21.11.10

METER O NARIZ ONDE FUI CHAMADO



O convite era sugestivo: Ana Meireles - a criadora de histórias! - fazia uma exposição de quadros a óleo sobre acrílico, intitulada "GOSTO DE NARIZES", na Galeria / Loja Ponto & Vírgula. Impossível não meter o nariz!
A colecção é um mimo! Cada quadro tem uma história implícita, cabe-nos inventá-la. Meter lá o nariz. O que fazemos com gosto.
Pena não ter paredes disponíveis para trazer alguns daqueles deliciosos narizes...
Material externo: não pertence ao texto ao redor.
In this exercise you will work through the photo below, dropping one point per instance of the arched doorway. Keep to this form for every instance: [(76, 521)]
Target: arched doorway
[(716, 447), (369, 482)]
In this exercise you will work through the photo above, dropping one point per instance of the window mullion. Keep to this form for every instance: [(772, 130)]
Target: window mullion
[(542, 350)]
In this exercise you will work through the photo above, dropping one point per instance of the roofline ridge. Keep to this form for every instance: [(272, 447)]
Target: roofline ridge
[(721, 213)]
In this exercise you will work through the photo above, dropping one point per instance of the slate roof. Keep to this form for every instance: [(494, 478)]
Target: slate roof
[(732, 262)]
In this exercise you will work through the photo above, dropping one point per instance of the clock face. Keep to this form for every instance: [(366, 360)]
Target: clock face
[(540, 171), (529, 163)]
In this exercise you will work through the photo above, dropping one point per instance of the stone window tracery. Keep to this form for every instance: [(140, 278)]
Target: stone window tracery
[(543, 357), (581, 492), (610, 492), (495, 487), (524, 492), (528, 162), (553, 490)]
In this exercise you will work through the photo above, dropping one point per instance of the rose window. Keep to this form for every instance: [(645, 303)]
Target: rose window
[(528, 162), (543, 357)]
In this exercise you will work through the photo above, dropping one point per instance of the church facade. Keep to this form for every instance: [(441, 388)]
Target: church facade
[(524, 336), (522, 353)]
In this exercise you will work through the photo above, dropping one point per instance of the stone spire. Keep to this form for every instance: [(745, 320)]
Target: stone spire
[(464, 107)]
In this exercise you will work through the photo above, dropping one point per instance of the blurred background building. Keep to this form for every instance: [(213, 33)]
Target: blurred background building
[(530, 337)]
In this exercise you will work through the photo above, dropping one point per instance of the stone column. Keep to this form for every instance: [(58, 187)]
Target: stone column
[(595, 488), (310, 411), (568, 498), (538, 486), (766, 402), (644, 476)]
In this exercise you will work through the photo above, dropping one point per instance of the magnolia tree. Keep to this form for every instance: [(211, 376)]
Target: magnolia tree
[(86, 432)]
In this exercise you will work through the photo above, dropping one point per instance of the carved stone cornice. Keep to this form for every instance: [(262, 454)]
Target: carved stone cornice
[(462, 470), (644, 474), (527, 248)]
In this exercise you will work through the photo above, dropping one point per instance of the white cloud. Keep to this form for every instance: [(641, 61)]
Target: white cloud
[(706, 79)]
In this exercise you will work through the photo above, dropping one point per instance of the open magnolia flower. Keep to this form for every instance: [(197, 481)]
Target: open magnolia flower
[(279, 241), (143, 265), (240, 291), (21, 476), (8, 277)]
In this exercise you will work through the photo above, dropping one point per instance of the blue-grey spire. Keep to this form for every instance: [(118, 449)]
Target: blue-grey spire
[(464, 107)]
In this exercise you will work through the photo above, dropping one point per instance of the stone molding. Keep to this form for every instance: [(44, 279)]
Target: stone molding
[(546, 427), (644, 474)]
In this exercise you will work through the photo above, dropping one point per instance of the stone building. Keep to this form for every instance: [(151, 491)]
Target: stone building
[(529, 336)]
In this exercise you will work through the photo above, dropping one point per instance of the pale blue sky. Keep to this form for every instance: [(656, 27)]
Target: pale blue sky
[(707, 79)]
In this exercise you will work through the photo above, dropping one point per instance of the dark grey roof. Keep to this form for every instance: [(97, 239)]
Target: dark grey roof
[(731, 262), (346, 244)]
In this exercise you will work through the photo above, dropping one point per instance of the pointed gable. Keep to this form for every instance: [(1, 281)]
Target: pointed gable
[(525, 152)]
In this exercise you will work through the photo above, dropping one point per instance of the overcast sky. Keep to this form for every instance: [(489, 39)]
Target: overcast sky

O pequeno catálogo, feito pela Leonor Brilha, é uma jóinha de simplicidade e rigor.
Dele tirei este excerto: Delicioso!

«Gosto de Narizes!
Afinal têm uma história e eu sou louca por histórias. Os nossos, portugueses, carregam a história dos judeus e dos árabes e são, ou devem ser, um legado tão importante como o tom da pele, a cor dos olhos, a lâmpada mágica de um Senhor que se chamava Aladino, os tapetes voadores que não sendo de Arraiolos são fantásticos, etc. etc. Continuando Pinóquio, ele foi só o primeiro senhor de um grande nariz que me fascinou. Em adolescente Edmond de Rostand deu-me o seu Cyrano, que também tinha um nariz sinónimo de excesso, e por quem, talvez por isso mesmo, me apaixonei perdidamente.
Mais tarde, pelas palavras de Gogol conheci um oficial de São Petersburgo
a quem fugira o nariz e, há meses, o Alvaro de Magalhães também me
apresentou um Senhor muito senhor do seu nariz.
Por causa deles, dos narizes e dos seus autores, acabou de nascer uma
história que escrevi para a minha neta, sobre narizes, na secreta esperança
de que ela venha a estimar o seu e não desate a cortá-lo, a limá-lo,
a reduzi-lo a uma minúscula tromba o que não dará confiança a ninguém
que dela se aproxime.
Gosto de narizes!
Já falei sobre razões de tal queda evitando entrar por caminhos mais óbvios sobre a utilidade que eles têm em detectarem coisas ruins lançando-nos um "não me cheira" de alerta para a alma e para o coração, e ainda prontíssimos em avisos mais prosaicos como o "cheira-me a esturro" ou "já me chegou a mostarda ao nariz".
São ainda de capital importância para a nossa memória, que o diga quem por causa de um cheiro, a terra molhada, a pão acabado de cozer... não sente a infância ganhar corpo outra vez.»